暮らしの方法まとめ:固定残業代の計算方法をわかりやすく解説
「固定残業代って、どうやって計算するんだろう?」 給与明細を見て、そう疑問に思ったことはありませんか? 固定残業代は、残業時間の有無に関わらず、あらかじめ一定時間分の残業代を給与に含めて支払う制度です。今回は、この固定残業代の計算方法について、初心者の方にもわかりやすく解説していきます。
1. 固定残業代の計算ステップ:基本の計算式
固定残業代の計算方法は、実はいくつかのステップを踏むことで理解できます。 まず、基本となる計算式を理解しましょう。
- 基礎賃金の算出: 基本給から、通勤手当や住宅手当など、固定残業代の対象とならない手当を除いたものが基礎賃金となります。
- 1時間あたりの賃金の算出: 基礎賃金を、1ヶ月の平均所定労働時間で割って、1時間あたりの賃金を算出します。
- 固定残業代に含まれる残業時間の確認: 就業規則や雇用契約書で、固定残業代に何時間分の残業代が含まれているかを確認します。

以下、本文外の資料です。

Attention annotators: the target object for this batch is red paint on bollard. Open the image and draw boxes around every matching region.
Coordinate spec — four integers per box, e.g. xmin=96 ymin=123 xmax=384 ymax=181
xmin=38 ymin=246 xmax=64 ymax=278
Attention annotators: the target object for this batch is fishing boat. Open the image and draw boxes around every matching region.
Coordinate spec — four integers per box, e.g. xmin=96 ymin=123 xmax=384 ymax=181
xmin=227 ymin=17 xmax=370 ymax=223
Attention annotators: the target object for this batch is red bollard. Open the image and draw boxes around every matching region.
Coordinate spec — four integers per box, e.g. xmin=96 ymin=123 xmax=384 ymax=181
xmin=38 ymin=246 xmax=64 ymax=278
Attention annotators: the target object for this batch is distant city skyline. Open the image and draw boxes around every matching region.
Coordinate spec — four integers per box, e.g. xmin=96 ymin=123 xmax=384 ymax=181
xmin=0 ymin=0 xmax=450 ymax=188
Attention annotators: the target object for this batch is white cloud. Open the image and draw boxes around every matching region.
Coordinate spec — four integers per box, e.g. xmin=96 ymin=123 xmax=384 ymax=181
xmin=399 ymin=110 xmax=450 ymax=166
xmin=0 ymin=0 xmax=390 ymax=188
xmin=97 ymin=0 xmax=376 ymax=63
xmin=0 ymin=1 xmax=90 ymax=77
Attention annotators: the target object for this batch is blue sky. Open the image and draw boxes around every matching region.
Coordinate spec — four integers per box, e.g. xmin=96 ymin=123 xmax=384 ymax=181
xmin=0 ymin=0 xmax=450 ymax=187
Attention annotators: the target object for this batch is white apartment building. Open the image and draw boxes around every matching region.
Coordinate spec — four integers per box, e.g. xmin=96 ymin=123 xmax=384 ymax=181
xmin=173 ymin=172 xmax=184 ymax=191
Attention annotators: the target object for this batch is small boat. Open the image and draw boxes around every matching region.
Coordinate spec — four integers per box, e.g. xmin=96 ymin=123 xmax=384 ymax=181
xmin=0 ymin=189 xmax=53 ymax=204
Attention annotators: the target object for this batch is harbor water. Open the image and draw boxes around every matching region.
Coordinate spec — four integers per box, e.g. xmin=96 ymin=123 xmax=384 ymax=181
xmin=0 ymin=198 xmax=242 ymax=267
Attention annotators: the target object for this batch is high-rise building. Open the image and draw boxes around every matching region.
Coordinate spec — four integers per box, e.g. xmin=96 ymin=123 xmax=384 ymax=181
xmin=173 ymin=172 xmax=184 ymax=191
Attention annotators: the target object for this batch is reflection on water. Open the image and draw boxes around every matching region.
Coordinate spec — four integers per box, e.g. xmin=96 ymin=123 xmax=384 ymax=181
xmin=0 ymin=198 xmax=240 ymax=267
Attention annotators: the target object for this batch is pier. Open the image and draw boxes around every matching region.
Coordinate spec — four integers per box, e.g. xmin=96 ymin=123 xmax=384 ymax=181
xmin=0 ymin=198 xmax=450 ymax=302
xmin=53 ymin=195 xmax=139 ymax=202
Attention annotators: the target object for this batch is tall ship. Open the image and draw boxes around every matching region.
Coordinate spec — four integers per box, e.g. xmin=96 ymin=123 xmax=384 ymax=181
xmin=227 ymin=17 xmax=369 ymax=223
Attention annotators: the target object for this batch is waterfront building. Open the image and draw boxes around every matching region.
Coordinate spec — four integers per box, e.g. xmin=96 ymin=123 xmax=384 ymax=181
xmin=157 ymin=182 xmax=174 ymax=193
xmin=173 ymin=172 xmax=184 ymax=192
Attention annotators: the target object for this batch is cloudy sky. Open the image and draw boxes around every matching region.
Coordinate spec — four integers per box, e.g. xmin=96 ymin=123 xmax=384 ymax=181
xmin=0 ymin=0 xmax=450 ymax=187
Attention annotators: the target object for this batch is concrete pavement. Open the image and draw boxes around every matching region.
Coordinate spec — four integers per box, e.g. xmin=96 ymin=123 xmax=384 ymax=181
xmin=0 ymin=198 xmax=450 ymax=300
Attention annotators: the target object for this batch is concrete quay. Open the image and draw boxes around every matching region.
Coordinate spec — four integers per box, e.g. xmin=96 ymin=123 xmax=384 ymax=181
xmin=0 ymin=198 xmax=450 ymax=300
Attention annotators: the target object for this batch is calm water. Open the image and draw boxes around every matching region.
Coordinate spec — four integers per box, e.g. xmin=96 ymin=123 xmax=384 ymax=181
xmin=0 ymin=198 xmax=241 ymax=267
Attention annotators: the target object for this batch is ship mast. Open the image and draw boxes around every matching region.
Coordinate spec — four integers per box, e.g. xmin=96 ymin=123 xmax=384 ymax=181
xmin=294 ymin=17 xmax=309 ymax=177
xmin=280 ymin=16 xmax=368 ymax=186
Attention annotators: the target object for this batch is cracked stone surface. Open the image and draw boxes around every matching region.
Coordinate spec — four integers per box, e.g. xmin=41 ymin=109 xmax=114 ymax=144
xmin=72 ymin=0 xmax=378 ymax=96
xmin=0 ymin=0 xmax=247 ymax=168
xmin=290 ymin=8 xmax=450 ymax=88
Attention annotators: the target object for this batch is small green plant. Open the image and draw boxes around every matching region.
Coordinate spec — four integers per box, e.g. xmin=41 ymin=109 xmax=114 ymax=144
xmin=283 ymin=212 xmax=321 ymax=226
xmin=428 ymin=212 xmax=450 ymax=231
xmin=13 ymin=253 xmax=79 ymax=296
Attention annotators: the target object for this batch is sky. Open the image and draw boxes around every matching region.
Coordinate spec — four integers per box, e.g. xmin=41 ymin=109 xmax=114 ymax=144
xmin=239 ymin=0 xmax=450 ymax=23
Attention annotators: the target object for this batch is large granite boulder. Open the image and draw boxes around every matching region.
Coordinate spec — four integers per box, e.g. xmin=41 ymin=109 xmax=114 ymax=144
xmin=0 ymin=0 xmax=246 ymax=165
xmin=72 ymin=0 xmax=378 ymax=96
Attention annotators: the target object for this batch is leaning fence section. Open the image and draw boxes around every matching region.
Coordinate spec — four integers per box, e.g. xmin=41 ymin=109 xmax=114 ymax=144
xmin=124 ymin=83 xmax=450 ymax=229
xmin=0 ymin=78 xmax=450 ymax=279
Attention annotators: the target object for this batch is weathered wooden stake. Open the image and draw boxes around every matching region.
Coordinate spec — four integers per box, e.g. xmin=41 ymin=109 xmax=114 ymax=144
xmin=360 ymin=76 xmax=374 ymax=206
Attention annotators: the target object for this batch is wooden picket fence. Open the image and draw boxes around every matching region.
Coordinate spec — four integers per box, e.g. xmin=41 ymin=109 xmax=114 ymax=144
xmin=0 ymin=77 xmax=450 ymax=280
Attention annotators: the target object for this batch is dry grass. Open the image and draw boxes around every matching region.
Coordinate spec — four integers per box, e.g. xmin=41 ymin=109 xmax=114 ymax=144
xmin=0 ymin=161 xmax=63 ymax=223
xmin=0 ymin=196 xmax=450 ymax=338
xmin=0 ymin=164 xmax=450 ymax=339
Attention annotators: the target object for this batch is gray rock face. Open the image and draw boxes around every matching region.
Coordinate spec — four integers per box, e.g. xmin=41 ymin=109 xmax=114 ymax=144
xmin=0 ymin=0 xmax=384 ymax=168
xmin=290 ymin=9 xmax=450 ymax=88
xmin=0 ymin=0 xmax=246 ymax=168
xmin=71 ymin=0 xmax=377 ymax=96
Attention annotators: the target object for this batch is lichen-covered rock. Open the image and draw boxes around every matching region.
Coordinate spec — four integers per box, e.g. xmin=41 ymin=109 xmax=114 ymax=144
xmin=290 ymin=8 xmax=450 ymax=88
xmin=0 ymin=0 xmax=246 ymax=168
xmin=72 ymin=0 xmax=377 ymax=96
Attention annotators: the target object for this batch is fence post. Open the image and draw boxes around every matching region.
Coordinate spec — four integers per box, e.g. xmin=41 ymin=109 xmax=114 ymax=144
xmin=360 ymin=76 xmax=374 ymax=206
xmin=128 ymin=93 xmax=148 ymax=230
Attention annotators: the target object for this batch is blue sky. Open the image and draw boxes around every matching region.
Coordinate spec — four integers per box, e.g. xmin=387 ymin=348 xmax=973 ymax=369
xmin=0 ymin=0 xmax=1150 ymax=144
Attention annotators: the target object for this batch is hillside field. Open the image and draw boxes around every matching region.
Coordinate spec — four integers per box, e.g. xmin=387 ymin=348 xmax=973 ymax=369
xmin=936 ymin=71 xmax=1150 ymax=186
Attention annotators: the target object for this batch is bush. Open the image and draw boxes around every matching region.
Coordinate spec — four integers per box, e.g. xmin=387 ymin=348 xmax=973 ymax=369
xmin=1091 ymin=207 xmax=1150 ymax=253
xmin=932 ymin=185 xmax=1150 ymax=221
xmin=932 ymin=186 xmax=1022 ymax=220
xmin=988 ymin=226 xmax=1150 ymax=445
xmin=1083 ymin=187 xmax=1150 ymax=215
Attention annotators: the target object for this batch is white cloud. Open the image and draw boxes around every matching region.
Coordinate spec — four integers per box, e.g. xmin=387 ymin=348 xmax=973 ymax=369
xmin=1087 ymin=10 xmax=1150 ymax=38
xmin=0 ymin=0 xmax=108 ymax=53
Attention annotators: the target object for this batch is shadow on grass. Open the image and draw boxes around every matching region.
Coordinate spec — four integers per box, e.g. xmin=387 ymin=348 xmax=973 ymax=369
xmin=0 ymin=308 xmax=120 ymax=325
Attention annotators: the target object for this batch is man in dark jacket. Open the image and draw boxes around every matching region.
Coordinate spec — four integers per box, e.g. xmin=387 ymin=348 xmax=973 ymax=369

- 固定残業代の金額の確認: 1時間あたりの賃金に、固定残業代に含まれる残業時間をかけて、1.25をかけたものが固定残業代として支払われる金額となります。(深夜労働の場合は1.5倍)
2. 具体例で学ぶ!計算方法
具体的な例を用いて、計算方法をみていきましょう。
- 例: 月給30万円、通勤手当1万円、固定残業代は40時間分、1ヶ月の平均所定労働時間は160時間とします。
- 基礎賃金の算出: 30万円 - 1万円 = 29万円
- 1時間あたりの賃金の算出: 29万円 ÷ 160時間 = 1812.5円
- 固定残業代に含まれる残業時間: 40時間
- 固定残業代の金額の算出: 1812.5円 × 40時間 × 1.25 = 90625円
この場合、固定残業代として90,625円が支払われることになります。
3. 計算ツールを活用する
計算に自信がない場合は、インターネット上で公開されている固定残業代 計算ツールを活用するのも一つの方法です。 必要な情報を入力するだけで、簡単に計算結果が得られます。 ただし、計算結果はあくまで目安として、最終的にはご自身の雇用契約書や給与明細と照らし合わせて確認しましょう。
注意点・コツ
固定残業代の制度を利用している企業では、いくつかの注意点があります。
- 実際の残業時間が固定残業代に含まれる時間を超えた場合: 超過分は別途残業代として支払われる必要があります。
- 固定残業代の内訳: 給与明細には、固定残業代の内訳が明記されているか確認しましょう。
- 不明点は確認: 疑問点があれば、人事部や労務担当者に確認しましょう。
まとめ
今回は、固定残業代の計算方法について、わかりやすく解説しました。 計算方法を理解することで、自分の給与が適正に支払われているか確認しやすくなります。 疑問点がある場合は、積極的に情報収集し、ご自身の権利を守りましょう。